Vers le milieu du village, je mis à profit de trouver un débit de tabac pour m’y approvisionner en scaferlati et en allumettes. Là encore, à l’attitude du débitant qui me vint servir, j’en déduisis que la nouvelle du drame n’était pas encore parvenue jusque-là. Et, de plus en plus satisfait, je continuai d’avancer. Hardi petit ! Bouffe des kilomètres ! Après Wiry-au-Mont je gagnai Allery, puis Dreuil. Ce fut entre ces deux derniers villages que je fis la rencontre de deux gendarmes à cheval.

Je serais bien en peine de dire si nous nous aperçûmes réciproquement au même instant ; étant à cheval ils avaient l’avantage de me pouvoir voir avant que je les visse ; ce que je sais c’est que je les aperçus à un bon demi-kilomètre de moi. Sur le coup, intuitivement, j’allai couper à travers champ dans l’intention d’atteindre un petit bois situé sur ma droite à une distance d’un kilomètre environ ; mais je changeai subitement d’idée. J’étais encore sous la bonne impression que m’avait produite l’attitude du facteur et celle du marchand de tabac. Or m’enfuir à travers champs ne serait-ce pas leur paraître suspect ? D’autre part, en supposant qu’ils fussent prévenus du drame de Pont-Rémy, m’enfuir à leur approche ne serait-ce pas leur indiquer que j’en suis l’un des auteurs ? Le leur persuader même ? Convaincu par la logique de ce raisonnement j’avançai droit sur eux, l’air insouciant, toujours mon crayon sur l’oreille et mon revolver en main.

Et puis, quoi ! Continuai-je de penser tout en marchant, ils ne sont que deux et s’il faut se battre nous nous battrons. S’ils m’attaquent, ils trouveront à qui parler : ils gagneront la croix ou bien ils ne jouiront pas de leur future retraite.

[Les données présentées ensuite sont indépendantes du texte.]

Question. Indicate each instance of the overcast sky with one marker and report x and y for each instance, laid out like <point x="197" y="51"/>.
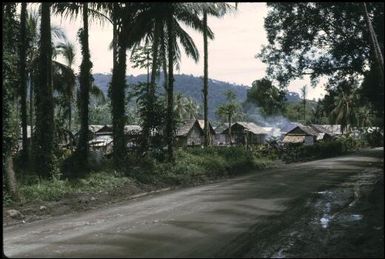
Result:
<point x="238" y="38"/>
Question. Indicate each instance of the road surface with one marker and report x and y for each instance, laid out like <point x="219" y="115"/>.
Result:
<point x="252" y="215"/>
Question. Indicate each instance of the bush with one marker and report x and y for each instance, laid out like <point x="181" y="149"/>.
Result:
<point x="299" y="152"/>
<point x="196" y="165"/>
<point x="375" y="138"/>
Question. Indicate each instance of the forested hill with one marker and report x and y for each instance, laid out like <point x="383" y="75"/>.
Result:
<point x="191" y="86"/>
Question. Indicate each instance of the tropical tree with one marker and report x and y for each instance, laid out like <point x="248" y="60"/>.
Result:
<point x="304" y="93"/>
<point x="33" y="36"/>
<point x="267" y="96"/>
<point x="345" y="107"/>
<point x="44" y="135"/>
<point x="185" y="108"/>
<point x="68" y="79"/>
<point x="229" y="109"/>
<point x="374" y="42"/>
<point x="23" y="78"/>
<point x="9" y="121"/>
<point x="217" y="10"/>
<point x="332" y="40"/>
<point x="85" y="76"/>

Tant pis pour eux, après tout. Ça coûte cher parfois de défendre les riches. Risque de profession, tout comme moi en leur faisant la guerre. Et à mesure que je m’approchais d’eux, cette idée me souriait davantage. J’étais fatigué, très fatigué, et la perspective de monter à cheval n’était pas pour me déplaire. Je cherchais déjà un point de mire afin de les dégringoler de dessus le canasson. Celui de gauche, surtout, me faisait envie, avec sa robe couleur chocolat ; je me sentais déjà dessus, dévorant des kilomètres, échappant à mes ennemis. À vingt mètres d’eux, j’armai mon revolver, le tenant dans ma poche, prêt à faire feu dans cette position, puis de l’autre main, à la militaire, je les saluai.